12.WOWOWドラマ「フェンス」感想
特に理由はないが、子どもの頃から「テレビドラマ」というものをほとんど見てこない人生だった。
これまでに完走した作品は「お金がない(1994年)」「3年B組金八先生 第5シリーズ(1999年)」「銭ゲバ(2009年)」「ファーストクラス(2014年)」「ウツボカズラの夢(2018年)」「ドラゴン桜 第2シリーズ(2021年)」くらい。思い返すと、量の少なさよりもチョイスの絶妙さが気になるが…。
そんなドラマ初心者の私が、昨年二つのドラマに後追いながらハマった。
それは「MIU404」と「アンナチュラル」である。
共に1話1話のテーマ設定が素晴らしく、バディ作品として関係性が深まっていく展開にもアガった。
スポーツジムで有酸素運動をしながらiPadで見ていたが、ドラマが楽しいから並行しているウォーキングもあっという間で、期間中は体重がそこそこ落ちた(なお、視聴後は)
察しのいい方であれば気がついただろうが、「MIU404」も「アンナチュラル」も脚本家・野木亜紀子先生のお仕事である。有名な方であると後から知るが、いかんせんテレビドラマ初心者の私は2022年に「野木亜紀子というすごいドラマの脚本家がいる!」と世間から10年以上遅れて衝撃を受けるのである。
そうした中で「野木さん脚本で、沖縄を舞台にしたドラマが作られるらしい」という噂を各方面から耳にする。狭い島なので、情報もすぐに回る。
その作品こそが、WOWOWドラマの「フェンス」なのである。前置きが長くなったが、今回はフェンスの感想を少し書いてみたいと思う。
現在、2話まで公開済みだが多少のネタバレを含むのでご注意を。
「フェンス」を考える時に、どうしてもNHK朝の連続テレビ小説「ちむどんどん(2022年)」に言及せざるえないだろう。
「ちむどんどん」は沖縄本土復帰50周年のタイミングで作られた作品で、地元の人間としての期待感も相当だった。
沖縄は戦中・戦後、そして現在と政治的なイデオロギーの衝突の場として機能してしまっている側面があり、そのため沖縄描く際はどうしても作り手側の「沖縄への向き合い方」が問われる事となる。
そのため、沖縄を舞台にした話題作となると「政治的にどっちだ?」と期待と不安、様々な感情が押し寄せる。

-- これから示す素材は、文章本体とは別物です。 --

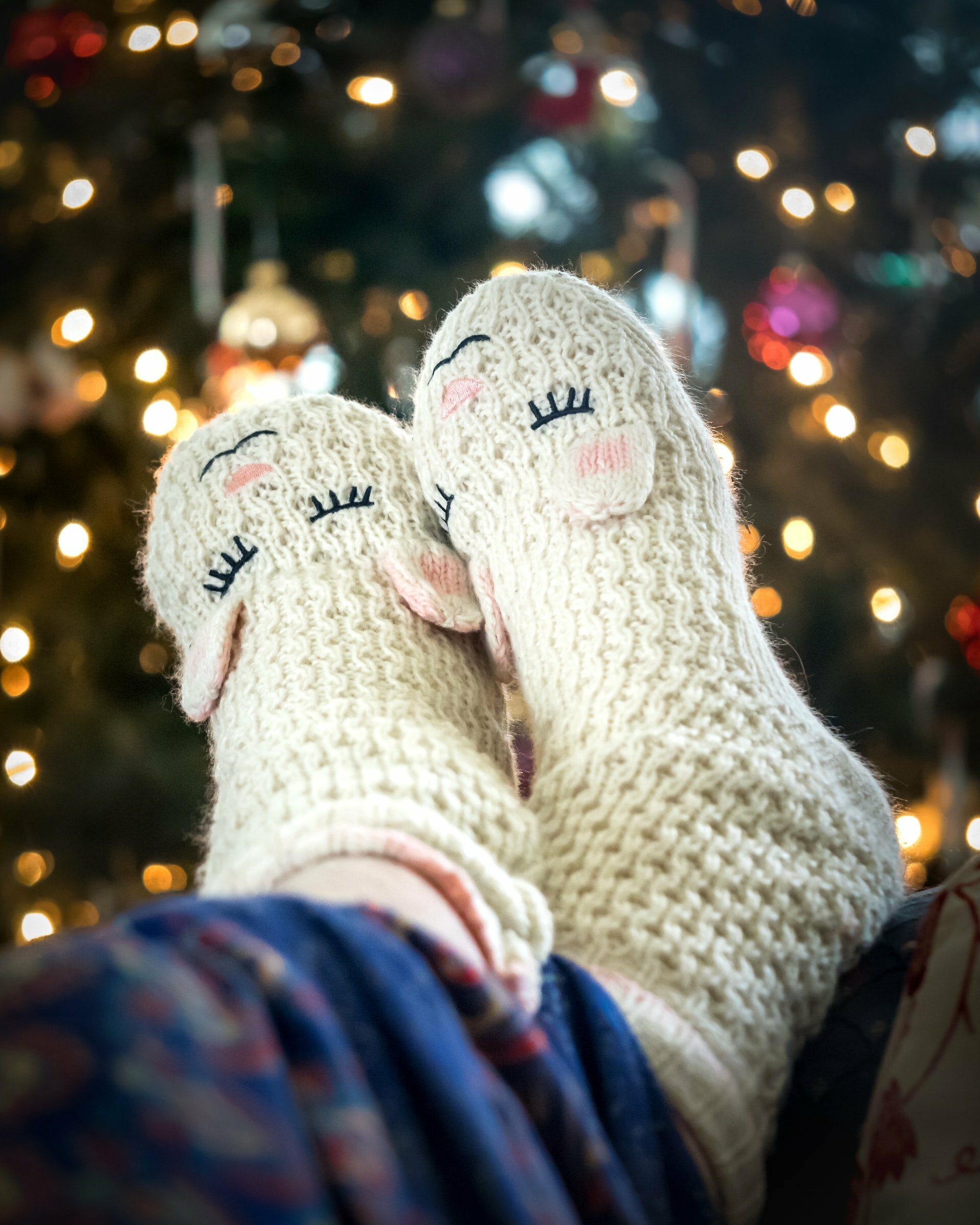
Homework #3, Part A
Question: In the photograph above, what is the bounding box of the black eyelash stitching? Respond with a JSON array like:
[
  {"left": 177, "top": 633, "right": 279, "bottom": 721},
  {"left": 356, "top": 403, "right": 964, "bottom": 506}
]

しかし、「ちむどんどん」はそうした政治的な描き方以前の問題、「単純にお話としてどうかと思う」というレベルで批判された。政治的にどう描くかというステージにすら到達できなかったのだ。ドラマ弱者の私は「平日15分コツコツと半年見続ける」ということができず、自分の人間力の部分ですぐに脱落したが、義務感を持って見続けていたスマホ講座の生徒のみなさんから毎週愚痴を聞くこととなった。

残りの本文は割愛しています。